German physicist Albert Einstein was a genius. Many people view him as a wise authority on life advice and wisdom, and numerous Albert Einstein quotes are now famous.
One topic he shared his insights on is parenting. Einstein was a father of three, and he shared his thoughts on how to raise resilient kids.
But there is one parenting quote often attributed to Einstein that he did not say. The topic: how to make children more intelligent.
Einstein’s misattributed quote
The famous quote people assume Einstein said is:
“If you want your children to be intelligent, read them fairy tales. If you want them to be more intelligent, read them more fairy tales.”
However, the quote has not been verified as directly coming from Einstein. Folklorist Stephen Winick at the American Folklife Center of the Library of Congress explained the “folklore” behind the quote and how it’s been spread throughout the years.
The story about Einstein’s fairytale quote
According to Winick, Einstein may in fact have said the quote (or a version of it), but it was likely misconstrued throughout the years.
“As a result of this oral, print, and electronic transmission, the story of Einstein advocating fairy tales resembles other folk stories: it exists in multiple versions that vary in their details,” he explained.
He traced the history of Einstein’s quote using the Library of Congress resources, noting that the quote was first shared in print in 1958 by librarian Elizabeth Margulis in an article titled “Fairy Tales and More Fairy Tales” in the New Mexico Library Bulletin.
Margulis shared a story about an interaction she heard about between Einstein and another woman, where the woman asked him advice on how to help her son become a scientist:
“In Denver I heard a story about a woman who was friendly with the late Dr.

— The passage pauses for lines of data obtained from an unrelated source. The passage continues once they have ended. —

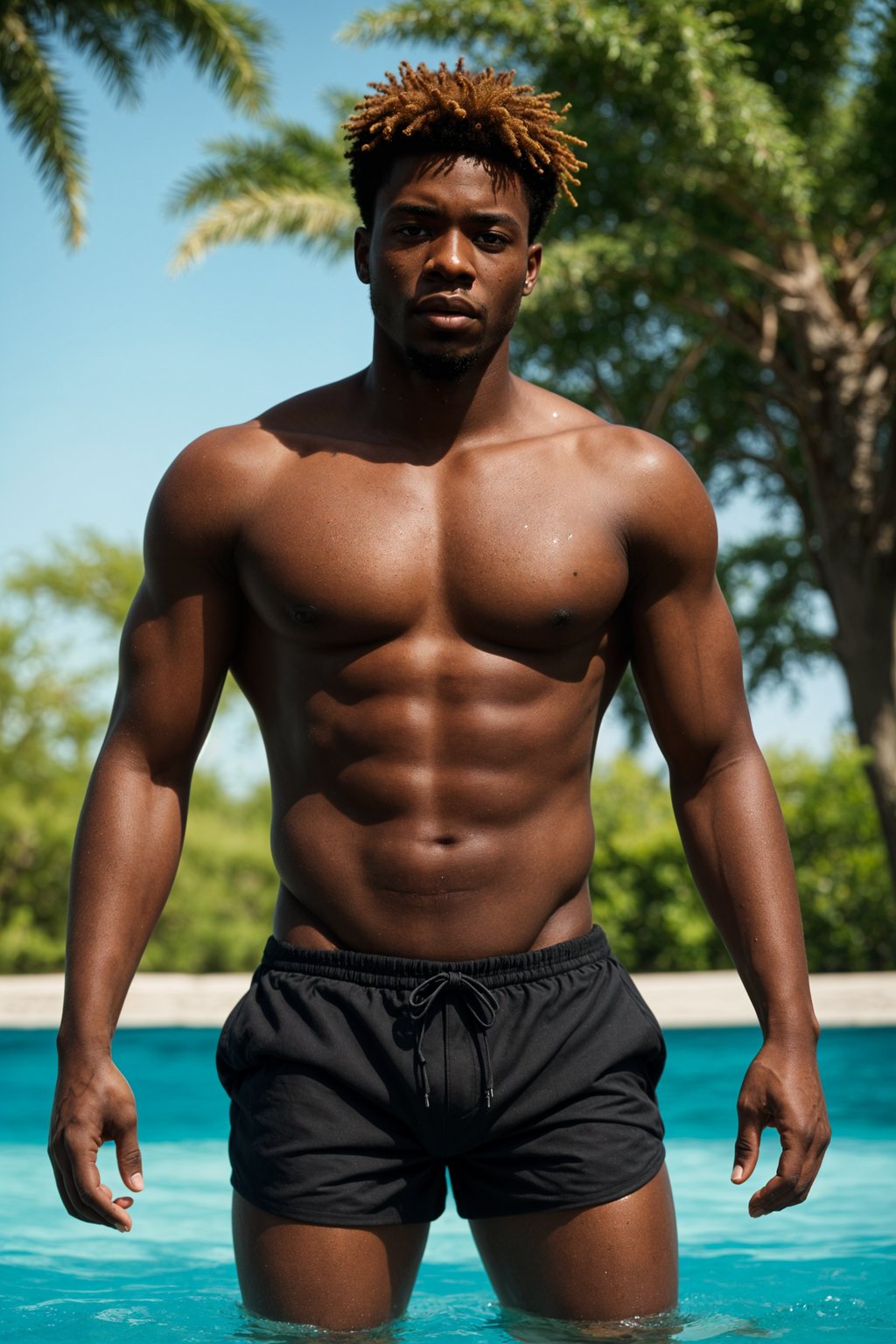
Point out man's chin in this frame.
[404,346,482,383]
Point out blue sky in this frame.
[0,0,846,774]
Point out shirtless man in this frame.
[50,66,829,1328]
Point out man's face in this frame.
[354,155,542,381]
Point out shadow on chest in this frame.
[241,470,627,648]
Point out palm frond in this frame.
[166,121,348,215]
[171,187,357,274]
[53,4,140,105]
[153,0,273,115]
[0,8,86,248]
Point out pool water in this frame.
[0,1027,896,1344]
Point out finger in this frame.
[748,1136,829,1218]
[116,1121,144,1189]
[48,1138,103,1223]
[52,1163,102,1223]
[748,1133,811,1218]
[731,1114,763,1186]
[68,1146,130,1231]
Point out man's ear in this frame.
[354,228,371,285]
[522,243,542,297]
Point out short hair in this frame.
[344,57,585,242]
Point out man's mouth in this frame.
[411,294,480,331]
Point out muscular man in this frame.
[50,66,829,1328]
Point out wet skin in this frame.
[50,156,829,1328]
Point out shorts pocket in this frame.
[610,957,666,1059]
[215,985,254,1096]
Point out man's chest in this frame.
[238,454,627,649]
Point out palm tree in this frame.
[0,0,270,248]
[169,91,357,271]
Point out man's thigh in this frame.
[470,1166,678,1321]
[234,1191,430,1331]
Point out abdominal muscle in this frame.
[265,736,594,961]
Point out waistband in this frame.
[259,925,612,989]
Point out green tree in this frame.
[0,532,276,973]
[172,0,896,879]
[590,739,896,972]
[0,0,269,248]
[0,532,896,973]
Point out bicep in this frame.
[108,445,241,778]
[628,445,753,778]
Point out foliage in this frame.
[169,93,357,271]
[0,0,270,248]
[0,532,896,973]
[590,739,896,972]
[175,0,896,740]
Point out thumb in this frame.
[731,1116,761,1186]
[116,1124,144,1189]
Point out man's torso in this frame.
[193,379,647,960]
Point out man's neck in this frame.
[363,332,516,456]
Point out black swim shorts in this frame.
[218,925,666,1227]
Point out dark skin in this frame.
[50,156,829,1329]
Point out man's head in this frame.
[346,60,584,242]
[346,62,582,381]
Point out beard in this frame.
[369,283,522,383]
[402,346,484,383]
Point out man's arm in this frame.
[48,436,241,1231]
[627,436,830,1218]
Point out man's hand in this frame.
[47,1051,144,1233]
[731,1041,830,1218]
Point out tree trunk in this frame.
[831,562,896,893]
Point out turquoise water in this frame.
[0,1027,896,1344]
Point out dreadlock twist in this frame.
[344,57,585,242]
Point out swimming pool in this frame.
[0,1027,896,1344]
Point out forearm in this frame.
[672,747,818,1039]
[60,738,189,1048]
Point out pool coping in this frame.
[0,970,896,1028]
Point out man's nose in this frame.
[424,228,475,281]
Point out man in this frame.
[50,65,829,1329]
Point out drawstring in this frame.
[407,970,499,1106]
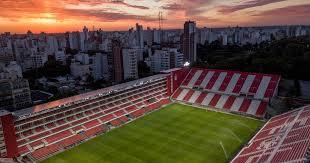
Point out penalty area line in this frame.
[220,141,228,159]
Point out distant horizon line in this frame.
[0,21,310,35]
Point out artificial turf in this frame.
[42,104,263,163]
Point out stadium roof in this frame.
[13,74,167,118]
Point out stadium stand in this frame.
[172,68,280,117]
[232,106,310,163]
[0,74,170,161]
[0,68,310,162]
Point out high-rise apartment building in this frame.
[182,21,197,63]
[122,49,139,80]
[112,40,123,83]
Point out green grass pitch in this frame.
[42,104,263,163]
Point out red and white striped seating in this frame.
[232,106,310,163]
[15,78,169,159]
[172,68,280,117]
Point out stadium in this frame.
[0,68,310,163]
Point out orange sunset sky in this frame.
[0,0,310,33]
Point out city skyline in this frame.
[0,0,310,33]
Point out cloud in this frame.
[252,4,310,17]
[64,9,157,22]
[218,0,285,14]
[161,3,186,11]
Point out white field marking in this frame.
[220,141,228,159]
[228,129,242,143]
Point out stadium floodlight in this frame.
[184,62,190,67]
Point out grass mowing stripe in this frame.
[42,104,263,163]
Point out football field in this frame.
[42,104,263,163]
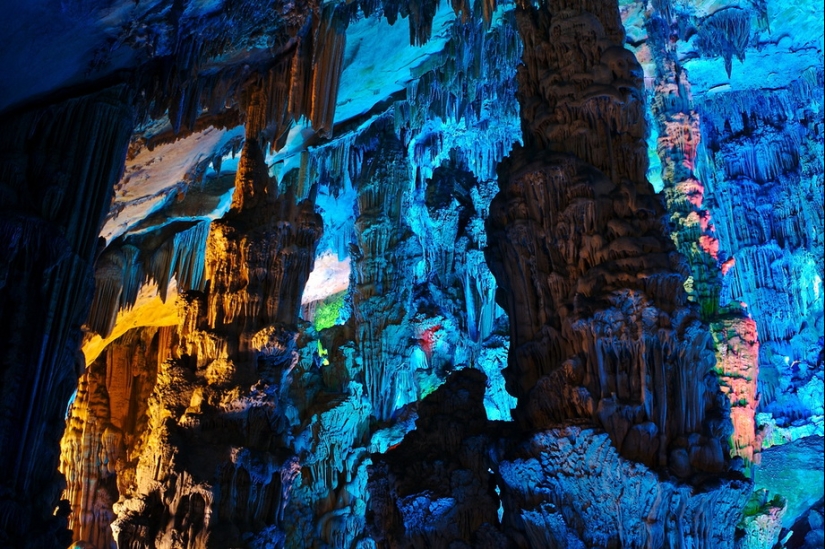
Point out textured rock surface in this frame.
[112,136,321,548]
[0,0,823,549]
[0,87,134,547]
[488,0,728,470]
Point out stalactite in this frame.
[112,134,321,549]
[480,0,751,548]
[648,6,761,464]
[0,86,133,547]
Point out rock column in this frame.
[0,86,134,548]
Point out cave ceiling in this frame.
[0,0,825,549]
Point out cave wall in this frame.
[0,86,134,547]
[0,1,823,549]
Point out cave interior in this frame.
[0,0,825,549]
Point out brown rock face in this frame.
[0,86,134,548]
[112,140,321,548]
[60,327,167,547]
[488,2,725,474]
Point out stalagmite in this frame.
[0,86,134,548]
[487,1,750,548]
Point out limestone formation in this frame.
[0,0,825,549]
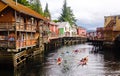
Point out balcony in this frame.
[97,27,104,32]
[0,40,15,49]
[16,39,36,49]
[0,22,36,32]
[0,22,15,31]
[26,24,36,32]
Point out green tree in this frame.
[14,0,43,15]
[44,3,51,19]
[59,0,76,25]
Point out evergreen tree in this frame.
[14,0,43,15]
[44,3,51,19]
[14,0,30,6]
[59,0,76,25]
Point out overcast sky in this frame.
[40,0,120,30]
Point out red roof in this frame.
[1,0,48,21]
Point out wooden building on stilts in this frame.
[0,0,48,67]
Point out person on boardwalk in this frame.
[57,57,62,65]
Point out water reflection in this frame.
[0,44,120,76]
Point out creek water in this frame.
[0,44,120,76]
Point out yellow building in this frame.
[104,15,120,41]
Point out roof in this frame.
[1,0,48,21]
[56,22,68,28]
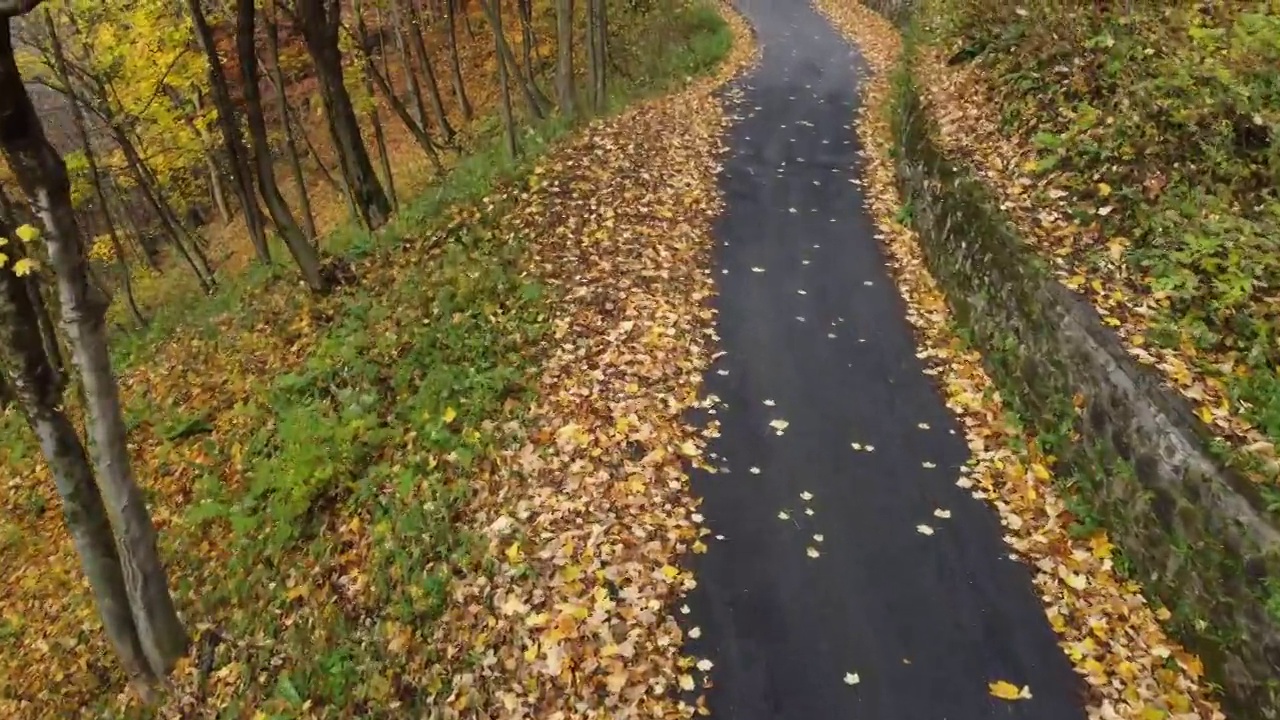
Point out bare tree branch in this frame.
[0,0,44,19]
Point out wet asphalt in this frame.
[685,0,1084,720]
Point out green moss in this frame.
[891,20,1280,715]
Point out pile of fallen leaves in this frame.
[818,0,1224,720]
[913,4,1280,480]
[384,15,751,719]
[0,3,750,717]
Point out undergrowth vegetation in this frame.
[0,3,732,717]
[929,0,1280,471]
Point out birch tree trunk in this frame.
[0,18,187,676]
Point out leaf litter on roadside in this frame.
[417,13,753,719]
[817,0,1225,720]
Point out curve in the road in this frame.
[689,0,1084,720]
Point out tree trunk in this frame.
[355,6,444,172]
[352,0,399,208]
[556,0,590,117]
[0,181,67,376]
[187,92,232,225]
[445,0,474,120]
[588,0,609,113]
[110,124,218,292]
[480,0,520,158]
[378,3,426,126]
[0,234,155,683]
[232,0,329,292]
[480,0,547,120]
[407,0,457,142]
[108,178,163,273]
[0,19,187,676]
[45,10,147,328]
[262,14,319,245]
[297,0,390,229]
[187,0,271,263]
[516,0,552,109]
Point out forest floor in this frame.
[0,3,751,717]
[890,0,1280,497]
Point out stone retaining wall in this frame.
[885,40,1280,720]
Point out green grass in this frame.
[928,0,1280,458]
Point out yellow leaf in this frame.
[507,542,525,565]
[987,680,1032,700]
[14,224,40,242]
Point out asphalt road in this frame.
[686,0,1084,720]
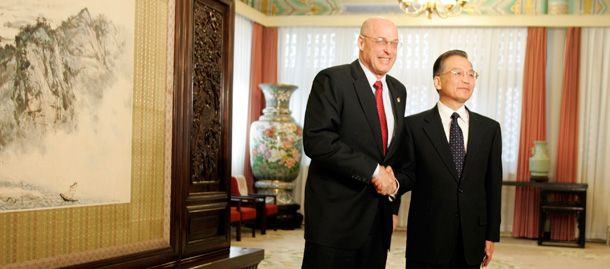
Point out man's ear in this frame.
[434,76,441,90]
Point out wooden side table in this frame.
[538,183,587,248]
[502,181,588,248]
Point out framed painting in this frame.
[0,0,135,209]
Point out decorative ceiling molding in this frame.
[240,0,610,16]
[235,1,610,27]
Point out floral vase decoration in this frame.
[250,83,303,204]
[530,141,551,179]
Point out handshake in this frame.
[371,165,398,195]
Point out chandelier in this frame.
[398,0,468,19]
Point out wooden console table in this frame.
[502,181,588,248]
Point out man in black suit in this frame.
[397,50,502,268]
[303,17,406,269]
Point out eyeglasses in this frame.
[437,68,479,80]
[361,35,402,49]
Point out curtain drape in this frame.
[244,23,278,192]
[512,27,547,238]
[278,27,527,226]
[577,28,610,238]
[551,28,581,241]
[231,14,252,178]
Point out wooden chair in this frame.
[231,198,256,241]
[231,176,279,234]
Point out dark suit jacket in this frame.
[398,106,502,265]
[303,60,406,249]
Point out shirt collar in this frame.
[437,101,468,122]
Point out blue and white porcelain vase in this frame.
[530,141,551,177]
[250,83,303,204]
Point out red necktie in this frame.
[373,80,388,156]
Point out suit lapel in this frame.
[423,106,459,182]
[386,78,406,158]
[351,60,383,156]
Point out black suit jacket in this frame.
[398,106,502,264]
[303,60,406,249]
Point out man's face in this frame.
[434,55,475,108]
[358,19,398,78]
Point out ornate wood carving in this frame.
[191,2,226,182]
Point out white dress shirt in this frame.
[437,101,470,152]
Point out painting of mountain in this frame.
[0,0,135,210]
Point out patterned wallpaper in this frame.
[241,0,610,16]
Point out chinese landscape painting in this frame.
[0,0,135,210]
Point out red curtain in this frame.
[244,23,277,193]
[551,28,581,241]
[513,27,547,238]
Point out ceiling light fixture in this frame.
[398,0,468,19]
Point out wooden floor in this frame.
[231,228,610,269]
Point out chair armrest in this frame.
[231,195,256,206]
[250,193,277,205]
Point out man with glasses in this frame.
[396,50,502,269]
[303,17,407,269]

Einstein, surely acknowledged as an outstanding ‘pure’ scientist. She wanted her child to become a scientist, too, and asked Dr. Einstein for his suggestions for the kind of reading the child might do in his school years to prepare him for this career. To her surprise Dr. Einstein recommended ‘fairy tales and more fairy tales.’ The mother protested this frivolity and asked for a serious answer, but Dr. Einstein persisted, adding that creative imagination is the essential element in the intellectual equipment of the true scientist, and that fairy tales are the childhood stimulus of this quality! (p.3)”
Modern-day misinformation on Einstein’s quote
The story shared by Margulis has been the crux of the quote’s origin, but it was not a firsthand account. Winick adds that her story was then re-shared by another famous children’s librarian in 1958, and another version of the story was given in a 1963 library publication by author Doris Gates, furthering its spread.
Winick cites an article by children’s librarian Jane Buel Bradley to explain:
“…Doris Gates, writer and children’s librarian, reports that Albert Einstein told an anxious mother who wanted to help her child become a scientist: ‘First, give him fairy tales; second, give him fairy tales, and third, give him fairy tales!’”
Since the 1960s, the quote has continued to take on a life of its own. However, evidence of Einstein ever saying it has yet to be confirmed.